Can you have a zero velocity and nonzero average acceleration?

I am confused with the word "average" here. If the question would be, "Can you have a zero velocity and nonzero acceleration?" my answer would be yes. An example would be a ball thrown upward. At the highest point, the velocity is zero and instantaneous acceleration is -9.8 m/s$^2$. Since the question states that average acceleration, I can't think of an example that would satisfy the question.

Answer 1

Can you have a zero velocity and nonzero average acceleration?

• If you by velocity mean instantaneous velocity, then the question makes no sence.

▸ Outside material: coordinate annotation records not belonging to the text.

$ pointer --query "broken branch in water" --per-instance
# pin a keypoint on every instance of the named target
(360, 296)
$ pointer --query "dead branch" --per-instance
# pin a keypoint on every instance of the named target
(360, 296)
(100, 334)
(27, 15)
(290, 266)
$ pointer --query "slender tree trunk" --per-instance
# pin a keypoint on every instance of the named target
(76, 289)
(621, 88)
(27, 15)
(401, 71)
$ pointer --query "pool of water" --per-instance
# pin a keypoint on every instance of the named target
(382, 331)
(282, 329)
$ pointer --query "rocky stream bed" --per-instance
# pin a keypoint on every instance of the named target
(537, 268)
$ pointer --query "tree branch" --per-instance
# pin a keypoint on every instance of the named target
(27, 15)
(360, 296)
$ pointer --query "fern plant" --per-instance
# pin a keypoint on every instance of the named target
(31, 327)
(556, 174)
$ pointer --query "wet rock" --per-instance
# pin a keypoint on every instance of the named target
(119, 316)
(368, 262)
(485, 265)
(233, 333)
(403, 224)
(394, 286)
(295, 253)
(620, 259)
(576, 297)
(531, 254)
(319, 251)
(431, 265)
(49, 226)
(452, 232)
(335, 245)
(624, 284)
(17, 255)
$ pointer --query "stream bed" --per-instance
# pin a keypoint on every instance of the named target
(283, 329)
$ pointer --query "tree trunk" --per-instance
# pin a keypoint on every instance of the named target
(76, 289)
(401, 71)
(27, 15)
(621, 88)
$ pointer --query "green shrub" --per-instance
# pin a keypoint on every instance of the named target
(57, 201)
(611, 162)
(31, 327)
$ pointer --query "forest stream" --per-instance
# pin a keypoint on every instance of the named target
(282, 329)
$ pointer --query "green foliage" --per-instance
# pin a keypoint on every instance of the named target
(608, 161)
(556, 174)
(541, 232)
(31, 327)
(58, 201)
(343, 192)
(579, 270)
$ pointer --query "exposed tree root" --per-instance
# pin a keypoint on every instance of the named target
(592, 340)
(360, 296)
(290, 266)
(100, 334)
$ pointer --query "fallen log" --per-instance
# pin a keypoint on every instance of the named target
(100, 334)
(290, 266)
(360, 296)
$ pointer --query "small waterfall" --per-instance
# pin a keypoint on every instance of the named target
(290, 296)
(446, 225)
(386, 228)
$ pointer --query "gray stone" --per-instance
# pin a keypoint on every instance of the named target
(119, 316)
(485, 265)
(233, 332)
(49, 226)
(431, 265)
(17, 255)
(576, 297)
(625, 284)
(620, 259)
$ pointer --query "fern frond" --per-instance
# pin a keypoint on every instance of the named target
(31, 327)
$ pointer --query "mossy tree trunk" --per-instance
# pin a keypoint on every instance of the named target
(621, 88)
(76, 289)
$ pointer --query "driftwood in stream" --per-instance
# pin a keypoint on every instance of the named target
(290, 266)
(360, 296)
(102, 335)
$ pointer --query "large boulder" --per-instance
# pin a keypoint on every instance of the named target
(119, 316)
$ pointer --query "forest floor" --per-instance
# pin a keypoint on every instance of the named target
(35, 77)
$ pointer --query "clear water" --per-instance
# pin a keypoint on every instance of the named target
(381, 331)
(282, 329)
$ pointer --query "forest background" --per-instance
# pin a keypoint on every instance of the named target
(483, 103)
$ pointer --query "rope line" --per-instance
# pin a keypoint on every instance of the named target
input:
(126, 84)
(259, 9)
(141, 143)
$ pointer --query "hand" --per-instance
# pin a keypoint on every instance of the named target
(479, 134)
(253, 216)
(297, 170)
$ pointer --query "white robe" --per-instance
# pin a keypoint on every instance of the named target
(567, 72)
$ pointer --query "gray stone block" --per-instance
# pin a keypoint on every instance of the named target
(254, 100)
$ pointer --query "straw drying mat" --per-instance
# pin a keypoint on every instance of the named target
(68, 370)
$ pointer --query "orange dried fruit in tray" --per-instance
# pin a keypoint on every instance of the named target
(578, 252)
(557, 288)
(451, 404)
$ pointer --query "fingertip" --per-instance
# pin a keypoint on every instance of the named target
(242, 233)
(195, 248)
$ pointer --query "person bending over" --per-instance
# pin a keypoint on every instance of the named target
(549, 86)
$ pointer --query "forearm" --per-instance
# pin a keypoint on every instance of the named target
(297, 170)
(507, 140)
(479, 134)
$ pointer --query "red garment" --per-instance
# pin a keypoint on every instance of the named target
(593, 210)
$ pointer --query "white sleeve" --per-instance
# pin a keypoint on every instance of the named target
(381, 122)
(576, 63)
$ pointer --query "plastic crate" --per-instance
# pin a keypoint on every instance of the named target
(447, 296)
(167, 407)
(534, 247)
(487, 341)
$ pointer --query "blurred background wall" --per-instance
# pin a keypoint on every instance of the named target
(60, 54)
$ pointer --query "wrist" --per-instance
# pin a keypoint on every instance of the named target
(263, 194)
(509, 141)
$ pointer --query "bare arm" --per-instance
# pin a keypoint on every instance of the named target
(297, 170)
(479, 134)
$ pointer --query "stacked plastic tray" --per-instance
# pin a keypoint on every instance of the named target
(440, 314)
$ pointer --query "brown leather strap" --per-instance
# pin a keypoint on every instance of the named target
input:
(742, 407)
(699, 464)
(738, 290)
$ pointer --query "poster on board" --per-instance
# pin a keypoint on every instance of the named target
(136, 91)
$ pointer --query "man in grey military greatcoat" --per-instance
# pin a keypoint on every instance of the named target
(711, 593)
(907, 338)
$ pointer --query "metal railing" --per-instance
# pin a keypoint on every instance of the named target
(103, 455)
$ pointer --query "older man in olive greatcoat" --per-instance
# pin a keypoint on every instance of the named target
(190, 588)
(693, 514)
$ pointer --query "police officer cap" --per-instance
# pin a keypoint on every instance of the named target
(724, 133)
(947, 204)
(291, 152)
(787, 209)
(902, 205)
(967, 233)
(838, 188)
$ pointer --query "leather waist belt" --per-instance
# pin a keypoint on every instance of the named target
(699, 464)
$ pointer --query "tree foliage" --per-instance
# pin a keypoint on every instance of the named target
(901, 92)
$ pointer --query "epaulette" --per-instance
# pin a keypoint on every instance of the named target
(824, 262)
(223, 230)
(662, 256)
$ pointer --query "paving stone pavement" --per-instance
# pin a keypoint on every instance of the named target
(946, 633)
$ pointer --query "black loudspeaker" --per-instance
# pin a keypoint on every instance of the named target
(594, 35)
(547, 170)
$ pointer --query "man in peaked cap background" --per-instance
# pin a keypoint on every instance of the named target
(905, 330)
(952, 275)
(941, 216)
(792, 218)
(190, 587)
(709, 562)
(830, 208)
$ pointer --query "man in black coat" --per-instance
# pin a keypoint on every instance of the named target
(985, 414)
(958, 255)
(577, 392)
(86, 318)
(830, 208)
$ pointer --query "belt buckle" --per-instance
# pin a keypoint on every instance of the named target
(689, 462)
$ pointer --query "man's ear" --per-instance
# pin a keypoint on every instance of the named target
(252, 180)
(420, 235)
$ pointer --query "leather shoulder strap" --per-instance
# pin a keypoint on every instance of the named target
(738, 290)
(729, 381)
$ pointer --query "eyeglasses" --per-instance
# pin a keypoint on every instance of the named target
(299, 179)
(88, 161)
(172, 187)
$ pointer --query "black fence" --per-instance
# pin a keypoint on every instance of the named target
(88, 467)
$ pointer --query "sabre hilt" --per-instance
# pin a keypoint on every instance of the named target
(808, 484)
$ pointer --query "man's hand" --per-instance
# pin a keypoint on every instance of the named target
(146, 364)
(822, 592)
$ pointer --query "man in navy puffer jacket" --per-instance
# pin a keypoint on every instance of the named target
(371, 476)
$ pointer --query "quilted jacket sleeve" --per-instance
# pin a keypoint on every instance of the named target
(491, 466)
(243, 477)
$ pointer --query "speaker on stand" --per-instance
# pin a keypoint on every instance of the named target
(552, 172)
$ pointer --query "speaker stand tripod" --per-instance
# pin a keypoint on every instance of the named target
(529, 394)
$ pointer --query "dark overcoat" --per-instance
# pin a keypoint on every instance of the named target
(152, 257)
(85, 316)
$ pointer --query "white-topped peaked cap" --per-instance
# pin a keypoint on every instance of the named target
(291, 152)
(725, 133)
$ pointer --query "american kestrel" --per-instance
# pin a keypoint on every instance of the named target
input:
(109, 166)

The corresponding acceleration will as well be instantaneous (and the answer would be yes.) $$\lim_{\Delta t \to 0}a_{av}=a_{inst}$$

  • ... unless it is not a requirement that the acceleration is averaged over the same timespan as the velocity is measured. Then the answer is yes, and an upwards thrown stone is an example (it reaches a halt of $v=0$ and starts falling down, but the acceleration is at all times equal to the gravitational acceleration $-g$, so the average acceleration is as well, $a_{av}=-g$.)

• If you mean average velocity, then the answer is no. Average acceleration doesn't take into account what happen in between; only the end points are interesting: $$a_{av}=\frac{v_2-v_1}{\Delta t}$$ If average acceleration is non-zero, then $v_1 \neq v_2$ and the average of these is surely non-zero as well.